Court documents state: “He [Batten] entered the vehicle and attempted to close the door. One of the males held the front passenger door open and attempted to assault him while others were at the driver’s door attempted to enter the vehicle and assault him… Batten advised he had a firearm on the floorboard next to his left foot, which he grabbed. Batten pointed the gun toward the driver side and pulled the trigger.” 

Justice was shot in the chest.

We asked Dunham if that scenario gives credence to what Batten is claiming: that guys were coming into this car and he fired and he hit Justice, building a potential case for self-defense.

“It sounds like he [Batten] doesn’t know who he shot, who he aimed at, or even if there was intent for Justice to be that victim. I don’t know what Justice was doing in that situation other than being a 17-year-old young man,” Dunham said. 

Following our interview with Dunham, a police spokeswoman confirmed Dunham was shot at the car Batten had taken to the game.

“But that doesn’t necessarily put Justice as someone who is committing some type of assault on this young man, and I believe it put Justice in the wrong place at the wrong time,” Dunham said. 

Dunham said his son did not deserve what happened to him.

“What if Justice knew one of the kids, and was trying to pull one of them off, saying ‘Stop come with me’? Who knows what was going on at that second, but no matter what it was, it wasn’t worth any of those guys losing their life,” Dunham said.

The father claims eyewitnesses came up to him to tell him Justice was under attack.

“I asked them multiple times ‘Did you know Justice was on the ground being kicked?’ Yes, they said three or four people were jumping Justice and they heard a shot,” he said.

Justice drove his car to the game, and police found inside his car two guns. 

“He was a new driver. He was driving a group of people to the game. I know as a responsible parent and a gun owner like myself, my son and I have had numerous conversations about guns and gun safety… I don’t believe these guns belonged to my son. I’m not a 100% sure who the guns would belong to,” he said. 

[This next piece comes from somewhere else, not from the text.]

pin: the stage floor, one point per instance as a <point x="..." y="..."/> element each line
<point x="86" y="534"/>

There are statements made that police are not ruling anything out, including whether this was a gang-related incident.

“My son was a homebody. He was my son. He wasn’t in a gang… It wasn’t a normal father-son relationship — we could talk about everything,” Dunham said. 

Dunham said as the police zipped the body bag with his beloved son inside he could see abrasions all over his face, “like he had been roughed up.” 

Police have a lot of loose ends to tie up, but for now, a family grieves wishing they could turn back time.

On Thursday night, more than 200 people attended a vigil for Justice. Many left flowers and candles. Others brought pairs of sneakers.

During an impassioned speech Dunham had a message specifically for students.

“What I’m saying to ya’ll. If you want to make it, you want to get out of here, you want to get stuff going, forget the path of getting into fights at basketball games, taking stupid pictures on Instagram and who’s this and who’s that. I don’t remember none of that now,” Dunham said. “(Justice) will never walk again, he’ll never catch a football game again. He won’t do any of that again. For what?”

Afterward, a man led those gathered in “Amazing Grace” and prayed for the Dunham’s and the entire community.

Dunham is asking for people to donate money to the Peninsula Boys and Girls Club.

“Boys & Girls Clubs of the Virginia Peninsula’s family is overwhelmed with sadness over Justice’s passing. We extend our thoughts, prayers and support to his parents Jan and Mike, his family and Woodside High School teachers, students and members of the football team,” said Hal Smith, President & CEO, Boys & Girls Clubs of the Virginia Peninsula. ” At Justice’s parents request, donations to the Boys & Girls Clubs of the Virginia Peninsula will be dedicated to our Peninsula Unit in Justice’s memory, where he was a member from 2011 through 2016.  We plan to meet with the Dunham family after the holidays to determine how they would like the funds used.”

A Celebration of Life will be held on Wednesday, December 22 at Liberty Live Church on Big Bethel Road in Hampton. The viewing will begin at 10 a.m., followed by a service at noon.